I'm not a Honda fan, but the mid-90's Accords were probably the best one's they ever made. The Accord and Camry both seemed to reach their pinnacle around that time. What were the issues with your Accord?
It's been a long time, but it needed more repairs than I thought made sense for me to keep it, and they were not inexpensive repairs.
1998 Plymouth Neon...Had so many problems with this car. I remember one day I was at the drive thru at McDonalds and the manager came over to the window he saw that I was driving a Plymouth Neon and asked me if it was a 1998..he asked me if I was having any issues..said YES..he had also.
The Mustang CJ of the late 60's was similar, in which the engine had to be pulled to change plugs.
Yeah, but the Mustang did offer mega-power from that big old 428 engine, which anybody who had any business buying one knew was about too wide to fit the engine compartment.
You don't have to pull the engine, you just have to lift it up some, remove one bolt per engine mount, as if you were going to change the engine mounts (and if you had driven it as the guys who built it intended, when you were due for plugs, you probably wanted to take a hard look at the engine mounts as well). Some good Snap-On type plug sockets and etc. make this job a lot easier. But most of the work of doing an engine pull as such - taking all the wires loose, pull the radiator, disconnect from the transmission or make arrangements to pull it with the engine, take the hood off - you don't really have to do all that to do a plug change on a CJ.
The GM POS cars where you have to go through contortions to reach some of the plugs don't offer any upside.
Worst car I ever owned no doubt was an 80 model Diesel Dasher VW. Slow, had big problems with the cam belt lower sprocket working loose, paid a shop to fix that, the valves had hit the pistons but not hard enough to break anything yet, later it of course sucked a valve, against better sense fixed that, drove it a couple more years until it threw a rod through the side of the block! Junked after that.

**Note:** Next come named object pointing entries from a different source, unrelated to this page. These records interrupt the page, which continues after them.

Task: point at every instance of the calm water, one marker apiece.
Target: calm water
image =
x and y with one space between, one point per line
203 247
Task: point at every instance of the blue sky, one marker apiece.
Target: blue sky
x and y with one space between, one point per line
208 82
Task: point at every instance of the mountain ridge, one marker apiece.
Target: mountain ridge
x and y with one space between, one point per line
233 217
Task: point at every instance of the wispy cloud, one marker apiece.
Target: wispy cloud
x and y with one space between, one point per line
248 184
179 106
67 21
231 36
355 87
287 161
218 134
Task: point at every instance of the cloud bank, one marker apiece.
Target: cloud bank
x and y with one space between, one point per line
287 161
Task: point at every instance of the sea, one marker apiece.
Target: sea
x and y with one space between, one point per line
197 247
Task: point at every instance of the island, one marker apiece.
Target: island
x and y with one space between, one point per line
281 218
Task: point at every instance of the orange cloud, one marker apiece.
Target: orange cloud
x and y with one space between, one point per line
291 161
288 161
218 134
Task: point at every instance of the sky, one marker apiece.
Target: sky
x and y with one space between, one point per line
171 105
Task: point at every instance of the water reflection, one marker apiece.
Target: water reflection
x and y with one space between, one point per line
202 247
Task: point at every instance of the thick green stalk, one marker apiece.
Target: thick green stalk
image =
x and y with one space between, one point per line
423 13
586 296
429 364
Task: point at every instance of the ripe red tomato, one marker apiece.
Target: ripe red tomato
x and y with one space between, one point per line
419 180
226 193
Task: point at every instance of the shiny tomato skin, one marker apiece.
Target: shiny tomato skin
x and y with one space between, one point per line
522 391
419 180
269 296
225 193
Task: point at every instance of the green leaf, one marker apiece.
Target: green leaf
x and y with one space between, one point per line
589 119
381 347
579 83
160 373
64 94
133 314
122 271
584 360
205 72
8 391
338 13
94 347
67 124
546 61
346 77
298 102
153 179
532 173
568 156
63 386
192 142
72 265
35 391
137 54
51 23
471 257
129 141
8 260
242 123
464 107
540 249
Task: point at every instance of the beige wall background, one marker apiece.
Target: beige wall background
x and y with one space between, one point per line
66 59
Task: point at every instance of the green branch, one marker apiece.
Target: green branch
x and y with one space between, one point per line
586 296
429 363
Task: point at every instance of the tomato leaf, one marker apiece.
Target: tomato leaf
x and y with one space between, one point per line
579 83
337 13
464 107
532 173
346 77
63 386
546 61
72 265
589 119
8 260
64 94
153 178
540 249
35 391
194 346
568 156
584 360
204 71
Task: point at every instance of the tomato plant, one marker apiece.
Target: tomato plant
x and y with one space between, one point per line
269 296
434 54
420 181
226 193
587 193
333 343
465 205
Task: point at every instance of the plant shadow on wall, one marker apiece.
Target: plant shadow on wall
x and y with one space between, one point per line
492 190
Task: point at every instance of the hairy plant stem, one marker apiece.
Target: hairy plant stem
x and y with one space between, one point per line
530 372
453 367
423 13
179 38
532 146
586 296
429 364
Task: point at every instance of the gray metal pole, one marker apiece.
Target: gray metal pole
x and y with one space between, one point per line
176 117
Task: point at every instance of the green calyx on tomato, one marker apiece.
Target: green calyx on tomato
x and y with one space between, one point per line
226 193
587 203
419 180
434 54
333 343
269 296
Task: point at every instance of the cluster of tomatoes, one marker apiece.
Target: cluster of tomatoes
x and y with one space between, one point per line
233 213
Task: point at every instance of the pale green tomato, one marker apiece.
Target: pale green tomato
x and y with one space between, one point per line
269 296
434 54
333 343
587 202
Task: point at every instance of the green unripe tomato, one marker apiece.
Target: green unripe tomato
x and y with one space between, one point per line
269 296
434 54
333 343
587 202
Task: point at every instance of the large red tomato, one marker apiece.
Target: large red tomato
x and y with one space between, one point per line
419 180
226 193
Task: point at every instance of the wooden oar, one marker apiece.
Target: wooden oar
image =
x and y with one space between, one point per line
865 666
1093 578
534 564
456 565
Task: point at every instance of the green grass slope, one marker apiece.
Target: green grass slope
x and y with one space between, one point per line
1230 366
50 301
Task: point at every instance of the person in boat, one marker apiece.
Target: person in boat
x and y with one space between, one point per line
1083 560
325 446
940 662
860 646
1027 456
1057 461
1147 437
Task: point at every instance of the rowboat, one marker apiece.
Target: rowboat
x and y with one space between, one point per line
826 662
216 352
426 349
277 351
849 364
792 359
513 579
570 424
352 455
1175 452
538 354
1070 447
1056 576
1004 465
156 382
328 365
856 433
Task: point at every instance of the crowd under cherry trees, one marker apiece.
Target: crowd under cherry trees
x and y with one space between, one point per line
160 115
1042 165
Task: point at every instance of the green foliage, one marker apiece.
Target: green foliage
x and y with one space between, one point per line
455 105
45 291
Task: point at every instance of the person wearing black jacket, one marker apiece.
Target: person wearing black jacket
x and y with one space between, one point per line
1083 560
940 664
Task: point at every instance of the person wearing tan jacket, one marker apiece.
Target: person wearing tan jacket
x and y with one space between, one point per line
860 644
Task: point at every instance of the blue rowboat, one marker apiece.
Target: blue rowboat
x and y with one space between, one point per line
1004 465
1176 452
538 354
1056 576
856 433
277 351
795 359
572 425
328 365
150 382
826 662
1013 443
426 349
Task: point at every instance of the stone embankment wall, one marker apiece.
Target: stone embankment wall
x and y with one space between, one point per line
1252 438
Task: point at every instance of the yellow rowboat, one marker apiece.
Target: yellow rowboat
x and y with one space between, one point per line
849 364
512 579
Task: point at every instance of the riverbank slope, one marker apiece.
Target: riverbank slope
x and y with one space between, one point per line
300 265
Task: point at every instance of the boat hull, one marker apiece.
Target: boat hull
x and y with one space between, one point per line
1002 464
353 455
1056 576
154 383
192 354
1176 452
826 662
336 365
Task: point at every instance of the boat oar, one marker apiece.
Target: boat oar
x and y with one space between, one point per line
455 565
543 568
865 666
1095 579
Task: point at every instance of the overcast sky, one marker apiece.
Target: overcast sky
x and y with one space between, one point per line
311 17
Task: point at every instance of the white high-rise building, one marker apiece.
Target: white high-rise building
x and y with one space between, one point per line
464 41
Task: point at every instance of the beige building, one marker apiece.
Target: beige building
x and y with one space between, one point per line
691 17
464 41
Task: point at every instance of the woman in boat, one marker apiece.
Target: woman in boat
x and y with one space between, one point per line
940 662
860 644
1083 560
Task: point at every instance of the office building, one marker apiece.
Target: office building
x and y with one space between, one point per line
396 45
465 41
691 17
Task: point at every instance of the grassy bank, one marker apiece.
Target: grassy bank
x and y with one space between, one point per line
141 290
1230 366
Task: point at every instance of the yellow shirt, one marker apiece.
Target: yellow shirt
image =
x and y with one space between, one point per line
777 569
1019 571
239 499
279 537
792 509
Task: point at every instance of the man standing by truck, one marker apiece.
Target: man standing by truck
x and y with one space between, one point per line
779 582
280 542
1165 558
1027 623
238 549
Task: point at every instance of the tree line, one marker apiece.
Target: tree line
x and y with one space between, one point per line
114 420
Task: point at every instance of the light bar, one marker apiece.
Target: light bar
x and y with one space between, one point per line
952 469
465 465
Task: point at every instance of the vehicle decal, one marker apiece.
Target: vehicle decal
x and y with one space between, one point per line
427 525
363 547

Thing about this was the car was more trouble than a performance car, but with no performance. 48 HP dog slow. 50 MPG at best but just not worth it.
lol! My worst was an '85 Sunbird! I bought it used when it was about a year and a half old. There was a good reason somebody dumped it so early! It was nice looking, all the extras, velour seats, nice interior,and I had a 5 speed stick.
I think the clutch and brakes went out within the first 6 months of owning it. I had to replace the heater core, muffler, brakes, A/C (twice), had the engine re-built once or twice, headlights always went out, the dash lights went out, tilt steering broke. Once I had paid it off, it still ran me about the same per month in car payments lol!
I was in the military and shipped it to Germany where I had it for 3 years. Drove it everywhere from Amsterdam to Rome, and after shipping it back to the U.S., it made it from NYC to Los Angeles and half way back. I got it up to 110K miles before finally dumping it. At 7 years old, it was ready for the junk yard. I've never owned a GM product since.
I am not the least bit surprised that GM dropped Pontiac in 2009.
Though the Firebirds (from 67-69) looked good, and the 455 SD TransAm was a runner.... and of course the early GTO's. But all those cars were decades ago.